It may be "possible" depending on how the filesystem stores files to quickly insert (ie, add additional) bytes in the middle. If it is remotely possible it may only be feasible to do so a full block at a time, and only by either doing low level modification of the filesystem itself or by using a filesystem specific interface.
Filesystems are not generally designed for this operation. If you need to quickly do inserts you really need a more general database.
Depending on your application a middle ground would be to bunch your inserts together, so you only do one rewrite of the file rather than twenty.
You will always have to rewrite the remaining bytes from the insertion point. If this point is at 0, then you will rewrite the whole file. If it is 10 bytes before the last byte, then you will rewrite the last 10 bytes.

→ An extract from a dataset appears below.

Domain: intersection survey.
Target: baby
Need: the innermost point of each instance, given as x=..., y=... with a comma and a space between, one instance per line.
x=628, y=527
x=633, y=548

In any case there is no function to directly support "insert to file". But the following code can do it accurately.
var sw = new Stopwatch();
var ab = "0123456789abcdefghijklmnopqrstuvwxyzABCDEFGHIJKLMNOPQRSTUVWXYZ ";
// create
var fs = new FileStream(#"d:\test.txt", FileMode.OpenOrCreate, FileAccess.ReadWrite, FileShare.ReadWrite, 262144, FileOptions.None);
sw.Restart();
fs.Seek(0, SeekOrigin.Begin);
for (var i = 0; i < 40000000; i++) fs.Write(ASCIIEncoding.ASCII.GetBytes(ab), 0, ab.Length);
sw.Stop();
Console.WriteLine("{0} ms", sw.Elapsed.TotalMilliseconds);
fs.Dispose();
// insert
fs = new FileStream(#"d:\test.txt", FileMode.OpenOrCreate, FileAccess.ReadWrite, FileShare.ReadWrite, 262144, FileOptions.None);
sw.Restart();
byte[] b = new byte[262144];
long target = 10, offset = fs.Length - b.Length;
while (offset != 0)
{
if (offset < 0)
{
offset = b.Length - target;
b = new byte[offset];
}
fs.Position = offset; fs.Read(b, 0, b.Length);
fs.Position = offset + target; fs.Write(b, 0, b.Length);
offset -= b.Length;
}
fs.Position = target; fs.Write(ASCIIEncoding.ASCII.GetBytes(ab), 0, ab.Length);
sw.Stop();
Console.WriteLine("{0} ms", sw.Elapsed.TotalMilliseconds);
To gain better performance for file IO, play with "magic two powered numbers" like in the code above. The creation of the file uses a buffer of 262144 bytes (256KB) that does not help at all. The same buffer for the insertion does the "performance job" as you can see by the StopWatch results if you run the code. A draft test on my PC gave the following results:
13628.8 ms for creation and 3597.0971 ms for insertion.
Note that the target byte for insertion is 10, meaning that almost the whole file was rewritten.
Why don't you put a pointer to the end of the file (literally, four bytes above the current size of the file) and then, on the end of file write the length of inserted data, and finally the data you want to insert itself. For example, if you have a string in the middle of the file, and you want to insert few characters in the middle of the string, you can write a pointer to the end of file over some four characters in the string, and then write that four characters to the end together with the characters you firstly wanted to insert. It's all about ordering data. Of course, you can do this only if you are writing the whole file by yourself, I mean you are not using other codecs.